Outro fator importante, o manejo urbano da serapilheira, influenciou diretamente a distribuição do mercúrio, como no caso de se varrer o material contaminado para outras áreas. Por outro lado, a área de mata nativa analisada revelou uma dinâmica diferente daquela das áreas urbanas, com menos pontos de contaminação, mas ainda assim com indícios de deposição de mercúrio no ambiente.
A pesquisa, que contou com financiamento da Coordenação de Aperfeiçoamento de Pessoal de Nível Superior (Capes), recebeu apoio da Universidade Federal de Mato Grosso (UFMT), que deu suporte à coleta e ao preparo inicial das amostras, e do Instituto de Química (IQ) da Unicamp, que realizou as análises de espectrometria.
O estudo surgiu a partir de um acordo de cooperação estabelecido em 2018 entre a Unicamp e a Universidade de Cardiff (Reino Unido). A iniciativa faz parte de um projeto voltado a mapear os parâmetros ambientais, socioeconômicos e geológicos da exploração artesanal de ouro na cidade de Peixoto de Azevedo e que recebe verba do Global Challenges Research Fund (GCRF), que apoia pesquisas de ponta voltadas a solucionar problemas enfrentados por países em desenvolvimento.
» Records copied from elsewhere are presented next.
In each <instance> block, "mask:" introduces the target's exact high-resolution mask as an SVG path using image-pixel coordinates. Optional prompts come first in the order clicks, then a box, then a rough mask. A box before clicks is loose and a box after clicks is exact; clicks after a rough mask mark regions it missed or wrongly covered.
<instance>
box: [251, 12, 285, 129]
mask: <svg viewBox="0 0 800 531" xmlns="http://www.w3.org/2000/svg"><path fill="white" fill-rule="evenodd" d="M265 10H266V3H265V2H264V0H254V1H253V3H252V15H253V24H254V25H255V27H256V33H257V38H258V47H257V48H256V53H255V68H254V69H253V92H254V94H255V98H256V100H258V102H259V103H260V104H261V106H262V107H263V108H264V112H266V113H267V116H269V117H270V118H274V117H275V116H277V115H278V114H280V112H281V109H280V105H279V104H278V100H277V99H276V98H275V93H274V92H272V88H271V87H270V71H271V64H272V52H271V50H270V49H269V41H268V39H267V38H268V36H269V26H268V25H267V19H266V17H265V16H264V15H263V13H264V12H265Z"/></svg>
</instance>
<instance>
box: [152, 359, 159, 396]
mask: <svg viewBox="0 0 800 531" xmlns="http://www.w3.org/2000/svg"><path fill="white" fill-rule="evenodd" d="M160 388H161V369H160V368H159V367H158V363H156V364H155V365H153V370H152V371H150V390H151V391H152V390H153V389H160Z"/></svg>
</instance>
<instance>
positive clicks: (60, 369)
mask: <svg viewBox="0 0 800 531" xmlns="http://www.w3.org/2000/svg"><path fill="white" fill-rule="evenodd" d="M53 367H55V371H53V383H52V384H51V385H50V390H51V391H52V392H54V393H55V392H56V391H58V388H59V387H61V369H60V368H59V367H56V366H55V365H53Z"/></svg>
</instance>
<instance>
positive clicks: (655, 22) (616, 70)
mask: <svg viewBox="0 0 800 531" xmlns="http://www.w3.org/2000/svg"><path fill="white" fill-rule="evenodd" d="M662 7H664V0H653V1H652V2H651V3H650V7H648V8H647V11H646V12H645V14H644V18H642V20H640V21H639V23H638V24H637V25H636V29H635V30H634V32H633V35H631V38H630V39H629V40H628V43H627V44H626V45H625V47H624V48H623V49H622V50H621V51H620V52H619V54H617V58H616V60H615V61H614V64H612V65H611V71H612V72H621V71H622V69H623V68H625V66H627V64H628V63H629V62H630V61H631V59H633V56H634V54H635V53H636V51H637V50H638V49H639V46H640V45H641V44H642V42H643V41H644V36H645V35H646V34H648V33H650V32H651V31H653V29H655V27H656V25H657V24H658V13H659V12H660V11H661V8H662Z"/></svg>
O projeto envolve ainda a elaboração de outra dissertação junto ao Programa de Pós-Graduação em Geociências do IG. Desenvolvido por Matheus Lopes sob orientação de Mesquita e coorientação de Marina Morales, da Empresa Brasileira de Pesquisa Agropecuária (Embrapa), esse projeto busca alternativas ao uso do mercúrio na mineração artesanal e de pequena escala.